On 1 April 1999, at approximately 5:30 p.m., Nhia Ly arrived at 1477 Hilltop Street in Albermarle, North Carolina where he resided with his parents, Kia and Xang Ly, and his wife and his two children. Nhia noticed nothing unusual when he approached the sliding glass door entrance to the house. However, after entering the house, as he walked towards the kitchen, Nhia was accosted by four unmasked males. One of the males pointed a gun in his face while the others shouted obscenities at him and ordered him to get down on the floor and “shut up.” Once Nhia was on the floor, the assailants turned his head to the right, blindfolded him, and tied his hands behind his back. The assailants asked Nhia where his mother, wife and children were, then dragged him into the bathroom. While still bound and detained in the bathroom, Nhia overheard his father’s truck pull into the driveway, his father enter the house, and the assailants restrain and bind him. Over the next five to ten minutes Nhia also overheard his mother, his sister-in-law, and his brother enter the house and the assailants attack and restrain each person.

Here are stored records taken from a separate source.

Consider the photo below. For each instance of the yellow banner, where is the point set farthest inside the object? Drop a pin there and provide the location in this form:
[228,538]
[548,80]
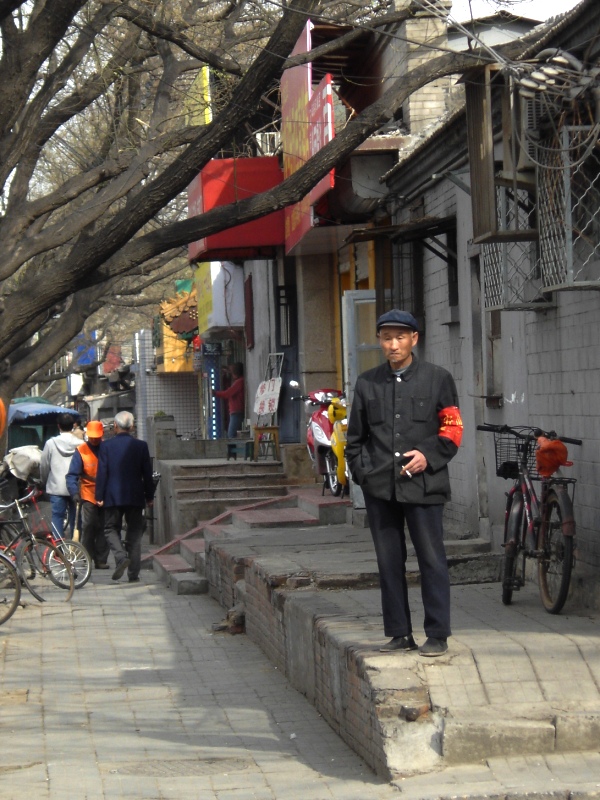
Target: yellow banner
[203,280]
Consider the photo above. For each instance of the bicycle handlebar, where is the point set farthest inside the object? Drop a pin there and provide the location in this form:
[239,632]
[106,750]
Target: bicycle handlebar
[33,492]
[525,432]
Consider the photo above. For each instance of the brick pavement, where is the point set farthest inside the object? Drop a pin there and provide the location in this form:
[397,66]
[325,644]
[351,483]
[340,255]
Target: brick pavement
[127,693]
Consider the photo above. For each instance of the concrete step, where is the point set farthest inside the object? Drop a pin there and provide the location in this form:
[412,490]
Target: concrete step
[194,512]
[192,551]
[232,491]
[182,482]
[328,509]
[167,564]
[188,583]
[273,518]
[226,468]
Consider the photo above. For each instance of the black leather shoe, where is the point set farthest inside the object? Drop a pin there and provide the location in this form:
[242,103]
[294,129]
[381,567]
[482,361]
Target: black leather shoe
[118,573]
[434,647]
[399,643]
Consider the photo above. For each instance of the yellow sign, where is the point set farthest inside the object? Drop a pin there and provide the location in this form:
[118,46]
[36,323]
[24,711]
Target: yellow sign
[198,102]
[203,280]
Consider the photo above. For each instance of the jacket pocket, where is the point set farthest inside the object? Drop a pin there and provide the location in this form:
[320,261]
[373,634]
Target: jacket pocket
[437,482]
[422,409]
[375,412]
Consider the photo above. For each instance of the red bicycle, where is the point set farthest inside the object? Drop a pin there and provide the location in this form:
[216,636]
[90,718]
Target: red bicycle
[536,526]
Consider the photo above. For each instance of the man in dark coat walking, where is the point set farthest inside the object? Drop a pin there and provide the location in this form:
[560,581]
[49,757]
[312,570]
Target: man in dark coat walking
[124,486]
[404,428]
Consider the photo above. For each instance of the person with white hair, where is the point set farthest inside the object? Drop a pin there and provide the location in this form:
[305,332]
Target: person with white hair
[124,487]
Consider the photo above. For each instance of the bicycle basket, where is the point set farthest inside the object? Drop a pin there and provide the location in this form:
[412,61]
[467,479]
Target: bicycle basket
[508,456]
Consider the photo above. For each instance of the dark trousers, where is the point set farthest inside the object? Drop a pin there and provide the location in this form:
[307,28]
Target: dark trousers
[132,547]
[92,532]
[386,520]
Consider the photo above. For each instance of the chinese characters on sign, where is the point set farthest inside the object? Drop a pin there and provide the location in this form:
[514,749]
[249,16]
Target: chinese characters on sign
[267,397]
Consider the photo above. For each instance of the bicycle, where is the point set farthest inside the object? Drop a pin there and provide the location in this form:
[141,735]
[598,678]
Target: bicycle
[42,567]
[541,527]
[75,552]
[10,588]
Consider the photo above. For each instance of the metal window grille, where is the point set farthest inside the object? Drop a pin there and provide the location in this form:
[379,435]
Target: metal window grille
[569,198]
[511,269]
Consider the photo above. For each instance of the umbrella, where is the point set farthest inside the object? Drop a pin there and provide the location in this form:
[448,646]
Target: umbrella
[35,413]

The State also presented the testimony of Xang Ly, Nhia’s father. Xang Ly testified he entered the Hilltop Street house through the front door at approximately 5:45 p.m. carrying a black bag containing currency in the amount of $8,000.00. Xang Ly testified that defendant Ly approached with a gun pointed towards him. Two other men came from behind defendant Ly, took the black bag, pushed Xang Ly, tied his hands behind his back, and blindfolded him. Xang Ly identified defendant Ly as one of the assailants and testified he recognized defendant Ly because defendant Ly’s family were tenants in one of his rental properties. The State also presented the testimonies of Kia Ly, Nou Ly, and Pheng Ly. Each witness testified to substantially the same facts as Nhia Ly and Xang Ly.
On 2 August 1999, defendant Ly was indicted on one count of breaking and entering, two counts of robbery with a dangerous weapon, and five counts of first-degree kidnapping. On 13 September 1999, defendant Xiong was indicted on one count of breaking and entering, two counts of robbery with a dangerous weapon, and five counts of first-degree kidnapping. Defendants’ cases were joined and came on for trial on 1 May 2000. On 5 May 2000, a jury returned a verdict finding both defendants guilty of one count of breaking and entering, two counts of robbery with a dangerous weapon, and five counts of first-degree kidnapping. In a judgment dated 5 May 2000, the trial court sentenced each defendant to two consecutive terms of
Defendants jointly raise four issues: (I) whether there is sufficient evidence of restraint apart from that inherent in the offense of robbery with a dangerous weapon to support the kidnapping convictions; (II) whether there was sufficient evidence that the victims were not released in a safe place to support the first-degree kidnapping convictions; (III) whether the indictments of breaking and entering were fatally defective because they did not sufficiently allege the identity and location of the building; and (IV) whether the breaking and entering convictions must be vacated because there is insufficient evidence that defendants intended to commit a felony at the time of the entry. In addition, defendant Xiong raises two separate issues: (I) whether the trial court erred by admitting hearsay evidence as corroborative testimony; and (II) whether defendant Xiong received effective assistance of counsel during the sentencing hearing. For the reasons given below, we find no error.
I&II '
Defendants argue the trial court erred by denying their motions to dismiss the first-degree kidnapping charges. We disagree.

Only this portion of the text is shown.